When you hear the name Fabergé, visions of opulent, jewel-encrusted eggs and tsarist grandeur come to mind. Now, the legendary brand—rooted in Imperial Russia but known today for high jewellery and watches—has entered a new chapter: a $50 million (£37 million) acquisition by U.S. technology investor Sergei Mosunov.
The sale was confirmed by Gemfields, the London-listed mining and gemstone specialist that has owned Fabergé since 2013. The deal, expected to close by the end of the month, includes an initial $45 million payment, followed by $5 million in royalties.
From the Romanovs to the luxury boardroom
Fabergé’s story began in late 19th-century St Petersburg, when master jeweller Peter Carl Fabergé crafted the first of his famed Easter eggs for the Russian imperial family. These creations—ornate, elaborate, and dripping with diamonds—became emblems of ultimate luxury.

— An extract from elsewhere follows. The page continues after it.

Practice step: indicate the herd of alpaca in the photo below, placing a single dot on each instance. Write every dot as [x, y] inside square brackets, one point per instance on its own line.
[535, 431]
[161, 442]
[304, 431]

In its modern incarnation, Fabergé still leans on that imperial heritage but has expanded its repertoire far beyond eggs. Today, its boutiques offer gemstone-intensive jewellery, Swiss-made watches, and objets d’art that reinterpret the brand’s most iconic shapes.
Mosunov’s vision: a global luxury push
For Mosunov, whose investment vehicle SMG Capital now holds the reins, this acquisition is more than a trophy buy.
“It is a great honour to become the custodian of such an exceptional and globally recognised brand,” he said. “Fabergé’s unique heritage—linking Russia, England, France and the U.S.—creates extraordinary opportunities to strengthen its position in the global luxury market and expand its international footprint.”
He added that the focus would remain on jewellery, accessories, and timepieces, while refining Fabergé’s retail and wholesale reach.
Why Gemfields let go
The sale follows a strategic review launched in December, as Gemfields sought to stabilise finances after a turbulent 2024. For the company, Fabergé was more than a brand—it was a marketing jewel that elevated the appeal of its coloured gemstones, mined in Africa.
CEO Sean Gilbertson acknowledged the bittersweet nature of the move:
“The sale marks the end of an era for us. Fabergé played a vital role in raising the profile of coloured gems and will be missed for its marketing influence and star power.”
He expressed gratitude to the Fabergé team for their resilience and achievements over the years.
A brand built on scarcity and spectacle
In luxury, scarcity drives value—and Fabergé has mastered that equation for more than a century. Whether producing one-of-a-kind creations for aristocrats or limited-run collections for modern collectors, the brand’s appeal lies in the tension between heritage and exclusivity.
Under new ownership, the question will be whether Mosunov can translate that allure for a younger, digital-native audience without diluting the mystique. With high jewellery facing both the opportunities and pressures of the global market, Fabergé’s next moves could redefine how a heritage brand survives—and thrives—outside the mining conglomerate fold.